This is a book that gets me. Hopper articulates that deep-in-your-soul feeling of joy and possibility that happens when you find a song or artist that you connect with. She also speaks meaningfully to what it’s like to be a music lover and a girl, and the sometimes uncomfortable places that those identities intersect. One of her essays describes a crush she’d had in high school. He was so into grunge, and so teenage Jessica became so into grunge, too. The crush ended when she got humiliated for being a “poser.” Yet something important came out of that experience: she discovered riot grrrl. Here’s punk by women, for women.
Some elements of the book serve as a great time capsule on a reread: there are essays about the rise of Chance the Rapper, Lady Gaga, and Lana del Rey. I’m looking forward to the expanded and updated edition, due out in July.
Another thing I love about this book is Hopper’s honesty. She’s relatively unfiltered, especially with the essays that come straight from her now-defunct Tumblr blog. Those essays feature lots of exclamation points, copious usage of caps lock, and unbridled joy about experiencing music. Sure, they might not be polished like an interview from Spin, but their inclusion is important. They illustrate the complexity of being a music critic and how you have to hold the personal back from the professional.
Despite the title and the essays about womanhood and music, Hopper also widens her scope to music and culture at large.
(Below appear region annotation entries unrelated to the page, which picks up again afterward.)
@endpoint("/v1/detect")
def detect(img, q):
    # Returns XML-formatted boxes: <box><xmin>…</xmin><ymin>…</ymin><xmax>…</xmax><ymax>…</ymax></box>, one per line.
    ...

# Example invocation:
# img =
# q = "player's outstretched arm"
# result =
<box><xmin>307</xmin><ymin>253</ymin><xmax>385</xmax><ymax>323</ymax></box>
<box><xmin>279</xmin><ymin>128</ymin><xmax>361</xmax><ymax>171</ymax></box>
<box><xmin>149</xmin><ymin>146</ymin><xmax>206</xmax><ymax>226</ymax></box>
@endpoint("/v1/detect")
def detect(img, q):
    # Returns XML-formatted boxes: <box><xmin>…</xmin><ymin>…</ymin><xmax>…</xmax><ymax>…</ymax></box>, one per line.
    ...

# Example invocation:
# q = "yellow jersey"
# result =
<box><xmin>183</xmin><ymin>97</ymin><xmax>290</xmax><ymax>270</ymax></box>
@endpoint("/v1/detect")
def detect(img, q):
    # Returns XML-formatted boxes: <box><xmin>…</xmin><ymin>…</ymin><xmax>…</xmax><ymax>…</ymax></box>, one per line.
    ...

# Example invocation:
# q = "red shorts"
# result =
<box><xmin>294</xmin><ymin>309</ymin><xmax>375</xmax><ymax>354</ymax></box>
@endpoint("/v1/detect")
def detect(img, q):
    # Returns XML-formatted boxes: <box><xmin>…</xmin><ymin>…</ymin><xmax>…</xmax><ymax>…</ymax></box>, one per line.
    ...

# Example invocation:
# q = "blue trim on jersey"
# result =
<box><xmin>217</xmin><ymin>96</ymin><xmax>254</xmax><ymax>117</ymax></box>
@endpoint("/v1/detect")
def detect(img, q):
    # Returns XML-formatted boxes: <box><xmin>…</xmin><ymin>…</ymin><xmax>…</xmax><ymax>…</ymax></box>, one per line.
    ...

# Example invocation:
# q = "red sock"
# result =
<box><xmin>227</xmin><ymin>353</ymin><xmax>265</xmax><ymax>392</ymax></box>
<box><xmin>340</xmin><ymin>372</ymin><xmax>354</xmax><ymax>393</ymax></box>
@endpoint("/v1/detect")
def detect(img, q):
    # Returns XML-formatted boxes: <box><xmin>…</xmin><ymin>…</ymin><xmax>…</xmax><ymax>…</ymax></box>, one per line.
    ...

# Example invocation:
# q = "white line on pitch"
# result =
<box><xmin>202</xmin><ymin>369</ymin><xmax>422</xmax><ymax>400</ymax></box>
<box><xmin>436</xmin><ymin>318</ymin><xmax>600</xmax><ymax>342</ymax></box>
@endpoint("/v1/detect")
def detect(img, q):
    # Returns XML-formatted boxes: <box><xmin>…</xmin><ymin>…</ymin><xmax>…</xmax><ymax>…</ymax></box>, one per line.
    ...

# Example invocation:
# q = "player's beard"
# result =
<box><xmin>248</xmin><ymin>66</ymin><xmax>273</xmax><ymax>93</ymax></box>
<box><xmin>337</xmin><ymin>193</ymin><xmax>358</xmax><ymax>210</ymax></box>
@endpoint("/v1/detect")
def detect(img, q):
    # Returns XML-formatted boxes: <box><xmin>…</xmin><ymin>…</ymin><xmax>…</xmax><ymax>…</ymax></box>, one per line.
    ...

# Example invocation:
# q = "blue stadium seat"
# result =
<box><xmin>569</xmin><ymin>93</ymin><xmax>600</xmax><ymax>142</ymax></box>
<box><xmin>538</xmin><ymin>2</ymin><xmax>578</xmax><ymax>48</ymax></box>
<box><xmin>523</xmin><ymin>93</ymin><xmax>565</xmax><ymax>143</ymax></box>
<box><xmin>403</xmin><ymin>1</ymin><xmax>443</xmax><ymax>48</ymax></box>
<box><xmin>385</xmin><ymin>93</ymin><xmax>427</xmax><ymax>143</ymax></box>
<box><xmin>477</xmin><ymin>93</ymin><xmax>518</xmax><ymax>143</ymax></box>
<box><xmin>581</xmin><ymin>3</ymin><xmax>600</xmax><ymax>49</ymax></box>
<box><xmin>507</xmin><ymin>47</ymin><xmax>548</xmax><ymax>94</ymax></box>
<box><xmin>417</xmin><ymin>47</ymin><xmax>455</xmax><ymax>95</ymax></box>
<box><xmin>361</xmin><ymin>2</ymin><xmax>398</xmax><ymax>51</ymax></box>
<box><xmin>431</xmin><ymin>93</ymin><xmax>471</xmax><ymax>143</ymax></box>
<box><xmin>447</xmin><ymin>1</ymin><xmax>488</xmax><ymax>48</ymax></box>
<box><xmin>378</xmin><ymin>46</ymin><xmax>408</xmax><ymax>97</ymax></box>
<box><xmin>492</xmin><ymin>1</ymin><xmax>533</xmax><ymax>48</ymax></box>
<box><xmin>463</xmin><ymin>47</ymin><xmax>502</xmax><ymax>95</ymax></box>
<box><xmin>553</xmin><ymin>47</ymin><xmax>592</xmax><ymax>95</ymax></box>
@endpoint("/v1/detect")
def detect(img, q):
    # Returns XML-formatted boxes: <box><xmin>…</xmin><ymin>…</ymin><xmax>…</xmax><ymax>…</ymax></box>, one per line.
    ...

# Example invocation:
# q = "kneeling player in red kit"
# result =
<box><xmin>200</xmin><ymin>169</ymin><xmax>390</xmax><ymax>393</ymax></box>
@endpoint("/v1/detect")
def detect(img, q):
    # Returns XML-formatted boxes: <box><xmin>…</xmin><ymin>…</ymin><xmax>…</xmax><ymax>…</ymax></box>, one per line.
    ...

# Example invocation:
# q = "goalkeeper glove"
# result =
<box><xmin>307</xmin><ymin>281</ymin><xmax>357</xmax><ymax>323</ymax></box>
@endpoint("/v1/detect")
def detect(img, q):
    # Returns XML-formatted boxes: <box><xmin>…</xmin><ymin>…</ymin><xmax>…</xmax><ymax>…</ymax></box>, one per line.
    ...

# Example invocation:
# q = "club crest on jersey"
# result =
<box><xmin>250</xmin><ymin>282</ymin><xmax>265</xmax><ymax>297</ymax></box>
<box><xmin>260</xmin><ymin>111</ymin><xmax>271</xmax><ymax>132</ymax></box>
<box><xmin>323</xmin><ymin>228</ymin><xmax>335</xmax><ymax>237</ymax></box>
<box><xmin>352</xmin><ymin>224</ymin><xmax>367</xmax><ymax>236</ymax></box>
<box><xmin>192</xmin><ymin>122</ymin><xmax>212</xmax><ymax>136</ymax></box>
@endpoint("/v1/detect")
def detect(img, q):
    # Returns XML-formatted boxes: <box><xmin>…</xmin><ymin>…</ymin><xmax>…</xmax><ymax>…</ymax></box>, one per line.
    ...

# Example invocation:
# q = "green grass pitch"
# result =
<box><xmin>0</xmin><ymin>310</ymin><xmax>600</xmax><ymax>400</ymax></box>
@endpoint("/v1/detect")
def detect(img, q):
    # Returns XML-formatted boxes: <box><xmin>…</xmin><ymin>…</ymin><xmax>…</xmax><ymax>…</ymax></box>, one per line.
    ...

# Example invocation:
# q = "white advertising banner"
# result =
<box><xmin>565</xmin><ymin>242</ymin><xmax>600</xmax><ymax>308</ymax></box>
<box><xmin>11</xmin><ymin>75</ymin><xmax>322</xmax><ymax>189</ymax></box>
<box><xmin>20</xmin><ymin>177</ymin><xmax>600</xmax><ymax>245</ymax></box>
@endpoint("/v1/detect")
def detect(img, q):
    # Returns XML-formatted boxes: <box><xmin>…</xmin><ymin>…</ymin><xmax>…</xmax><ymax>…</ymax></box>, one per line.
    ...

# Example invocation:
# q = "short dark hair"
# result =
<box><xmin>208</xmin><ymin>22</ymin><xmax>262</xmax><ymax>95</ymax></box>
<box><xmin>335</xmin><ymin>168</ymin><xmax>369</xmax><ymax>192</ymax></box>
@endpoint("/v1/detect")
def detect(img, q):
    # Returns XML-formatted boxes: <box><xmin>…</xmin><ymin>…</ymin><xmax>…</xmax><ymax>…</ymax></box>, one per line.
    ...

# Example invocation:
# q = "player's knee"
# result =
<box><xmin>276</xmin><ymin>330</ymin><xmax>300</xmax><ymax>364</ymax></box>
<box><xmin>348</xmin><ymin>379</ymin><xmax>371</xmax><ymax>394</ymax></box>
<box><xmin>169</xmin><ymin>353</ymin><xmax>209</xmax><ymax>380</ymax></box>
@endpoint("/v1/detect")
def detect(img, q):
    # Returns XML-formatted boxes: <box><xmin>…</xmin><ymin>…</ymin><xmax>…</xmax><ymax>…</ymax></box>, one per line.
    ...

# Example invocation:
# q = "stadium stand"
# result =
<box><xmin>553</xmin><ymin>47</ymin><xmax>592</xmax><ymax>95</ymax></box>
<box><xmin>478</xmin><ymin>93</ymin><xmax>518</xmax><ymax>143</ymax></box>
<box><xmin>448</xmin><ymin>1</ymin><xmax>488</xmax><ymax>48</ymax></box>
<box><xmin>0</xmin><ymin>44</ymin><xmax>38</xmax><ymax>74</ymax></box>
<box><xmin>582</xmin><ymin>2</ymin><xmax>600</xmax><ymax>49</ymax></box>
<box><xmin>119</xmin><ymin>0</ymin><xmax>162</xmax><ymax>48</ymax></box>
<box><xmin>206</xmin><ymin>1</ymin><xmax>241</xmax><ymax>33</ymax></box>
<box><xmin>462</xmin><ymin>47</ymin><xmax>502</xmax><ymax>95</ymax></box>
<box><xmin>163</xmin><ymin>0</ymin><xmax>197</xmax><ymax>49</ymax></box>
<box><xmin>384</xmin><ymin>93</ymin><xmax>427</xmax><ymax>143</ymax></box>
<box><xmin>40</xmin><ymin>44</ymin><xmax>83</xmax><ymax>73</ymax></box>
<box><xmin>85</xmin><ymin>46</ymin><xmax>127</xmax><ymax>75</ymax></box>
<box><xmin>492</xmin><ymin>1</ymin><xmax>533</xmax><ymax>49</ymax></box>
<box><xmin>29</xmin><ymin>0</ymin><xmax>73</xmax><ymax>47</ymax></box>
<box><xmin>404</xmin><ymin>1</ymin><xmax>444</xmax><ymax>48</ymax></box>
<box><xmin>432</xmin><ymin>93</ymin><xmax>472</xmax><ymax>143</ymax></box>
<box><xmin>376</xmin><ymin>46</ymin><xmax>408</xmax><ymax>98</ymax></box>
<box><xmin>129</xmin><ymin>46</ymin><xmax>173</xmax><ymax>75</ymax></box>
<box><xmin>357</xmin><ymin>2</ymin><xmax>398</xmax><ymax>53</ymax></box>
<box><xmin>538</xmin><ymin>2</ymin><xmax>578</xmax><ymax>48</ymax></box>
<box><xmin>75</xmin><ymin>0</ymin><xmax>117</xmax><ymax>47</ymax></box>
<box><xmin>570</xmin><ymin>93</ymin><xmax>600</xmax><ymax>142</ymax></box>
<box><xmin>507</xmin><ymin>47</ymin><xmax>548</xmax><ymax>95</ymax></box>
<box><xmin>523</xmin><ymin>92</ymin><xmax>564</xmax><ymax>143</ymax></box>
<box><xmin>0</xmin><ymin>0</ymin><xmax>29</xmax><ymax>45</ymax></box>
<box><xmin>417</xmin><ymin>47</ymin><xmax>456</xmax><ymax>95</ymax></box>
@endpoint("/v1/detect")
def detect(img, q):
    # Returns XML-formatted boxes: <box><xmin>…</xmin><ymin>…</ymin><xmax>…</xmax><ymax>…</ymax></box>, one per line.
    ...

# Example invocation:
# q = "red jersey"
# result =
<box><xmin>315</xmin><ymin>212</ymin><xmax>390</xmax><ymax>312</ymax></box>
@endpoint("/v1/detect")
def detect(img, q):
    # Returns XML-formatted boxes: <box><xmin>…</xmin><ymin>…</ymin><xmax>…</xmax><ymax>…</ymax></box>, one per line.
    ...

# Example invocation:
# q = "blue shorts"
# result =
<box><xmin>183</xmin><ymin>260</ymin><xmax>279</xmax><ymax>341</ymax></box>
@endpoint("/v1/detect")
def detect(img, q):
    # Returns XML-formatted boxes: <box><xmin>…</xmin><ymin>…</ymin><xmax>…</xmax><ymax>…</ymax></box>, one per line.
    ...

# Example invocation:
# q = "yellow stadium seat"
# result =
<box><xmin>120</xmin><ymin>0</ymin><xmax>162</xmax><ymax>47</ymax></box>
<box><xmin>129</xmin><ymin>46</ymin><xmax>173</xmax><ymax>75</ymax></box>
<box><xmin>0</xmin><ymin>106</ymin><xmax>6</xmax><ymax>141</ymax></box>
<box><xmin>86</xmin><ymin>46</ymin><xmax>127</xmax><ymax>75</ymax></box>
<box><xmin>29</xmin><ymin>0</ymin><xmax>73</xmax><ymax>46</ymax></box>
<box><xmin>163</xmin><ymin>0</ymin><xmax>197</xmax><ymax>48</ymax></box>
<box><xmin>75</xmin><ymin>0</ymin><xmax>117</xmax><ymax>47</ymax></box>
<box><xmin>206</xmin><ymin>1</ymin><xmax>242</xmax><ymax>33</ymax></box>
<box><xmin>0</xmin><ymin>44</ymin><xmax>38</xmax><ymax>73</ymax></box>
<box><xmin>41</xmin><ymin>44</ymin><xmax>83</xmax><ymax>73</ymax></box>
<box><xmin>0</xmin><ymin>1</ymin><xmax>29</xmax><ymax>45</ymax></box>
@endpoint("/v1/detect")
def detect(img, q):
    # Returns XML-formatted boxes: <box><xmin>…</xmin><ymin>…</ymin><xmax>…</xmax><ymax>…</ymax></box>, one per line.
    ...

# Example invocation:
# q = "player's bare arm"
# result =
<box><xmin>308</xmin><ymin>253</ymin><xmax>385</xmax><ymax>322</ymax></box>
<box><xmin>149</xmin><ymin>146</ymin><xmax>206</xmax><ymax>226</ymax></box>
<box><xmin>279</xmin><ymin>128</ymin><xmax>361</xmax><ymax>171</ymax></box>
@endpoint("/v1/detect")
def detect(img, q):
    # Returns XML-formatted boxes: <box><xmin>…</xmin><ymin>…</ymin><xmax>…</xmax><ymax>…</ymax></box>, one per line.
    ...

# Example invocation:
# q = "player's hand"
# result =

In her commentary about Lady Gaga, for example, she describes the singer’s conscious exploitation of stardom by walking through the airport barely clothed. In Hopper’s essay on Kendrick Lamar, she dives deep into the rapper’s roots in Compton and how they shape (but don’t fully define) his lyrical themes.
The collection is short, only 200 pages or so, but the brevity showcases both the depth and breadth of Hopper’s skills as a writer. She is an inspiration for me as a fellow female music critic, and the book is a wonderful read.